Per le mie opere utilizzo tele ma anche specchi, legni, paraboliche. A Parma c’è uno spazio:  “Il centro del riuso”, dove si raccolgono materiali, di scarto, oggetti di vario uso. Alcune cose si regalano, altre si vendono, molte si trasformano in altri materiali ed utensili. Nell’esposizione, in occasione dell’inaugurazione della nuova sede, ci sono sette stazioni con delle grandi gabbie assemblate e donate dal centro, dove sono collocate le nostre opere, delle installazioni ispirate al libro: “Piccola Cosmogonia portatile” di Raymond Queneau. Anche in questo caso, le paraboliche destinate ad essere buttate via, sono utilizzate per veicolare un messaggio sulla distruzione e ricostruzione dell’universo, con una diversa finalità da quella televisiva-satellitare.  
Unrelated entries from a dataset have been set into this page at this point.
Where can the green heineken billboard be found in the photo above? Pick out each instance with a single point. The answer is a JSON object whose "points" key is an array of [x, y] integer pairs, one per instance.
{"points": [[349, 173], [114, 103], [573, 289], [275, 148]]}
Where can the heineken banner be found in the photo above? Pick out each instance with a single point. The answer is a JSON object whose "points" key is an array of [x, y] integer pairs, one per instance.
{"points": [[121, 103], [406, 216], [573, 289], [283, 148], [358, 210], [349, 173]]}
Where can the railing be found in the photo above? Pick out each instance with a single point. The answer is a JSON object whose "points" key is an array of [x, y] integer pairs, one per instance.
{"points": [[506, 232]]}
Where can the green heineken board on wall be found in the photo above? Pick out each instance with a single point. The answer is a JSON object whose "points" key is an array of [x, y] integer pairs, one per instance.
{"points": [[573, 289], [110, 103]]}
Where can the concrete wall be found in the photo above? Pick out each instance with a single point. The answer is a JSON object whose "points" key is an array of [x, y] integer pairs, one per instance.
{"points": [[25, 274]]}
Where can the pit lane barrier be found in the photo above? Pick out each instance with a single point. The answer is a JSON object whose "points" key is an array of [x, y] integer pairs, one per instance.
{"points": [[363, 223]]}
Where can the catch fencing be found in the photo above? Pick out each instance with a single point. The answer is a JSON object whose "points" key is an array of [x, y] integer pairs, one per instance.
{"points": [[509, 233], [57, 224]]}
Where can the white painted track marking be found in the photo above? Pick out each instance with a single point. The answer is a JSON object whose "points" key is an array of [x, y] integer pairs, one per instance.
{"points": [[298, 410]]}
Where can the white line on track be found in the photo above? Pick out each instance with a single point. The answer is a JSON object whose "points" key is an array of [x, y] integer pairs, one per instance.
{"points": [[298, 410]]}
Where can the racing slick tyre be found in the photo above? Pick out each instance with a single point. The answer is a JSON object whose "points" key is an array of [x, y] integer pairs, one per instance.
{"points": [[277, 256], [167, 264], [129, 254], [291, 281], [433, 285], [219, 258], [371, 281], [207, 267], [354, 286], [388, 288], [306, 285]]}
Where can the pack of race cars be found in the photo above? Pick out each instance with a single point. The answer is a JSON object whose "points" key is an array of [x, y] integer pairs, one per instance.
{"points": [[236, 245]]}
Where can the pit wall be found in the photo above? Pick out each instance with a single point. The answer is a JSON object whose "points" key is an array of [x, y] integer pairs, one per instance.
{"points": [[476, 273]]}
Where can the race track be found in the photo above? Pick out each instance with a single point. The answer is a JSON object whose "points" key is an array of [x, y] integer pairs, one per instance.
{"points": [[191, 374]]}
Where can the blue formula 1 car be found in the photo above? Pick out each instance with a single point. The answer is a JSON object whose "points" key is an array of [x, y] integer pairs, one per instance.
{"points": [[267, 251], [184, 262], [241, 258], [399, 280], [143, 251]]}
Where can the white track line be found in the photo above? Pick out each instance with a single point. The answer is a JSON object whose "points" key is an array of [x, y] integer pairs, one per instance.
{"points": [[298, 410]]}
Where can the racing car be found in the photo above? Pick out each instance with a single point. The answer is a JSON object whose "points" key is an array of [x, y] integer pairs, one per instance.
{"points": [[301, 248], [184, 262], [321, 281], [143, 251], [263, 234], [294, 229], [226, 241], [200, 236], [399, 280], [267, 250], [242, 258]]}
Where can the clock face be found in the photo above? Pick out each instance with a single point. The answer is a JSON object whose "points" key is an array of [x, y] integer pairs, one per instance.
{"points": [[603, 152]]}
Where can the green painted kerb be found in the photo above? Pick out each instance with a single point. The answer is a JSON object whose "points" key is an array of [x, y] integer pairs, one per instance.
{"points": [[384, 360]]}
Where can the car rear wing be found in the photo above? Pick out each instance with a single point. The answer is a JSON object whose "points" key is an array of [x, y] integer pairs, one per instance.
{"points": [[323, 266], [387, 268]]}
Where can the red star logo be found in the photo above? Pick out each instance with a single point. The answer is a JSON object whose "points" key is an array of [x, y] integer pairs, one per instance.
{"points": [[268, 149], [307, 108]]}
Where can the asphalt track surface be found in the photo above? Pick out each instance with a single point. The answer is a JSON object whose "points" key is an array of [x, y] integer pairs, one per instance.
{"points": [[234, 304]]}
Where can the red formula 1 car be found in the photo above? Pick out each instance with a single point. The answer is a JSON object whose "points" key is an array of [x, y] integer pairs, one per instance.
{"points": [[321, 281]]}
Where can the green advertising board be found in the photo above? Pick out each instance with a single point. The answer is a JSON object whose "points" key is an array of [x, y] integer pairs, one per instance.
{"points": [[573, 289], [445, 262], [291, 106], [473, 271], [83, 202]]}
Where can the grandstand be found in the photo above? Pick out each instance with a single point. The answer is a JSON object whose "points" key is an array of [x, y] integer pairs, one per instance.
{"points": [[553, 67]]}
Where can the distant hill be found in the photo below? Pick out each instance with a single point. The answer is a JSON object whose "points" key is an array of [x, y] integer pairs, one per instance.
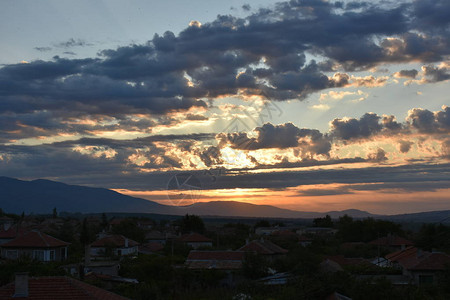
{"points": [[441, 216], [41, 196]]}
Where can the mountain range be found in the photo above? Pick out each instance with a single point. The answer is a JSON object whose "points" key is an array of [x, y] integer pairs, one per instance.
{"points": [[41, 196]]}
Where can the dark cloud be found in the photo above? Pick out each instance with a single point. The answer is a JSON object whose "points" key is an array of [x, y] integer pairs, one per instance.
{"points": [[194, 117], [405, 146], [43, 49], [211, 156], [377, 156], [436, 74], [347, 129], [411, 74], [282, 136], [73, 43], [176, 72], [426, 121], [246, 7]]}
A Roma mi vedrete al lavoro su un tetto, dove sarà girato un brevissimo video mentre dipingo e scrivo su una parabolica al tramonto, anche per scoprire come l’utilizzo di un oggetto che diviene un manufatto artistico sia un’idea vincente in termini di bellezza oltre che di significato, non vulnerabile al trascorrere del tempo perché ricoperto da una protezione alla ruggine e agli agenti atmosferici.

Io sarò di sicuro in prima fila per ammirare lo skyline della Roma antica integrarsi armonicamente con un’azione underground e leggere le parole dipinte su un’opera simile un po’ a un disco volante. 

R.

Author: ragaraffa

Blogger per passione e per impegno, ama conoscere e diffondere le voci delle donne che cambiano.  

One Reply to “Una milanese sui tetti di Roma”

  1. Enrica Gambardella says: 08/05/2022 at 8:53 am

    Bello!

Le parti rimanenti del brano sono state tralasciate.